Our campaign, 'Nice to Know it Could' featured the GR Yaris doing real life high-octane stunts… like launching it four metres into the air, straight through a custom-built, mid-air, burger drive-through.

The stunt became the centrepiece of our 'Nice to Know It Could' campaign, combining high-octane spectacle with tongue-in-cheek humour. Equal parts audacious engineering and advertising theatre, it captured imaginations, was backed by a famous soundtrack of rock sensation Amyl and the Sniffers, and reminded Australians just how incredible and capable the GR Yaris really is.


5. Hooking Someone to an fMRI and Printing Memories Directly From Their Brain

At a time when millennials' are keeping less and less physical photos, we needed to create an ownable story for the new instax mini Link 3, an instant smartphone printer.

Studies show that printed photos mean more than digital photos, they evoke more emotion, and make us value memories more.
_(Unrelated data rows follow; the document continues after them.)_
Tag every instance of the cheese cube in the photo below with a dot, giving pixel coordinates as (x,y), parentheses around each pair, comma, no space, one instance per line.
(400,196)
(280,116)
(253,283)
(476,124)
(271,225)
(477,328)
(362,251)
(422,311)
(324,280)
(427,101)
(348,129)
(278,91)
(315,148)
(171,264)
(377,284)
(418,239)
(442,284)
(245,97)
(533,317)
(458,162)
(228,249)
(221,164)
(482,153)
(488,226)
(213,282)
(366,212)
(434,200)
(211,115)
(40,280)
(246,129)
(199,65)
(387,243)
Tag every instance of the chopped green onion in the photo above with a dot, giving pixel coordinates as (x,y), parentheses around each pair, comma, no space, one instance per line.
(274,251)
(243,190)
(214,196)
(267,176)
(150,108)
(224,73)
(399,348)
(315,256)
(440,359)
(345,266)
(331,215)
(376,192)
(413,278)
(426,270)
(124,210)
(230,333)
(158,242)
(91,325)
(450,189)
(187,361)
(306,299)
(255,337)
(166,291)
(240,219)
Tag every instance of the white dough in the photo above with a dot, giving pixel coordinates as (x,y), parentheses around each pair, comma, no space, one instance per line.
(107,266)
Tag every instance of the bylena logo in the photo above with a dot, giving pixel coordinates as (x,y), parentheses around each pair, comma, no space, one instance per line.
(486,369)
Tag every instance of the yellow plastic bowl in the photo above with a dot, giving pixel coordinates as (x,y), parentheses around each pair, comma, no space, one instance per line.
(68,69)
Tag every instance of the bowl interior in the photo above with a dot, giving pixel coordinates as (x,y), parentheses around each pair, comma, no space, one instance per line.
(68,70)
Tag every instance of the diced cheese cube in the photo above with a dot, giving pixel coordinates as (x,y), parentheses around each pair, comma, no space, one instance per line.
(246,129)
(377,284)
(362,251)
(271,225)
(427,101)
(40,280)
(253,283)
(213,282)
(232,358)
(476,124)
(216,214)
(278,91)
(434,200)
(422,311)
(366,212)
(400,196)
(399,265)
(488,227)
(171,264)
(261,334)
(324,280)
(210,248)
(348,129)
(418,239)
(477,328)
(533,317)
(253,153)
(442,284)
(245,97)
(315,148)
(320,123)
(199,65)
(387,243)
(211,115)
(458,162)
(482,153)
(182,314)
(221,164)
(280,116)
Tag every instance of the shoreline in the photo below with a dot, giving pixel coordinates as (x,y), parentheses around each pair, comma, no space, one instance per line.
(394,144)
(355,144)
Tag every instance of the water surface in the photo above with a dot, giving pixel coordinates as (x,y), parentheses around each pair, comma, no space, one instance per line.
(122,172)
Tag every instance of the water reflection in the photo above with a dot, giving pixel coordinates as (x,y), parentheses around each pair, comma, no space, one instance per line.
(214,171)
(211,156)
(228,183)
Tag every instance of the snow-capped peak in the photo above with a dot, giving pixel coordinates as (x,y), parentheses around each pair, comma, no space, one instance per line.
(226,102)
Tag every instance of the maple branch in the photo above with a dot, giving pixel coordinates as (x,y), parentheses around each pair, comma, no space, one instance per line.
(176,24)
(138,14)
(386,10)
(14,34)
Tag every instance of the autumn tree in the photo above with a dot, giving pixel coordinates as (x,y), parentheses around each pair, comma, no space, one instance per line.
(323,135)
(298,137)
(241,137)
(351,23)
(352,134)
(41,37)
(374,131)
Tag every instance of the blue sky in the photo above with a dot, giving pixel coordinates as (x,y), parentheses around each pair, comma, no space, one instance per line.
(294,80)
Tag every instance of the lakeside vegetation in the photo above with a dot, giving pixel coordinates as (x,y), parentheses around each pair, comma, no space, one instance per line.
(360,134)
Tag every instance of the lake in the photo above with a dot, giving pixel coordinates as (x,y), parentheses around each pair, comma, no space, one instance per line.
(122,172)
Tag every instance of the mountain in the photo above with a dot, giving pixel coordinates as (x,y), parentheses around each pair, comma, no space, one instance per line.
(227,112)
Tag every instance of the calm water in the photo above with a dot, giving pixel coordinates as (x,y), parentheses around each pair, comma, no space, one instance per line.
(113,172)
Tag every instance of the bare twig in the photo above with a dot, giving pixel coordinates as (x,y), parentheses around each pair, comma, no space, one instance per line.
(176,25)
Printed images also have a way of enduring over time and are more likely to be enjoyed by others in the future than are virtual images.

But of the 5 billion photos taken daily, less than 1% are printed. So we decided to create an innovative demonstration of the value of printing and holding memories, brought to life in a social film that generated awareness and conversation online.

Through Mindography, we brought Nicole Toum’s memories of her late father to life, by printing them directly from her mind. MINDOGRAPHY combined Functional MRI (fMRI) brain scans and AI machine learning to literally reconstruct and print Nicole Toum’s memories. Mindography was created in partnership with neuroscientist Dr Paul Scotti, and was a novel application of his existing AI technique, MindEye. The intent and purpose of MindEye is to one day enable fluid communication with those who are non-verbal, with brain activity being able to create images and words through thought. Dr Scotti’s AI tool was central to interpreting Nicole’s (our subject in the experiment) FMRI brain scans and reconstructing the images she was imagining.

It was the first time it’s been used commercially, and an experiment that created the world’s first printed memories. But it is also the story of a young woman who got to relive her most cherished moments with her late father, of her seeing and touching those memories and then sharing them with the world.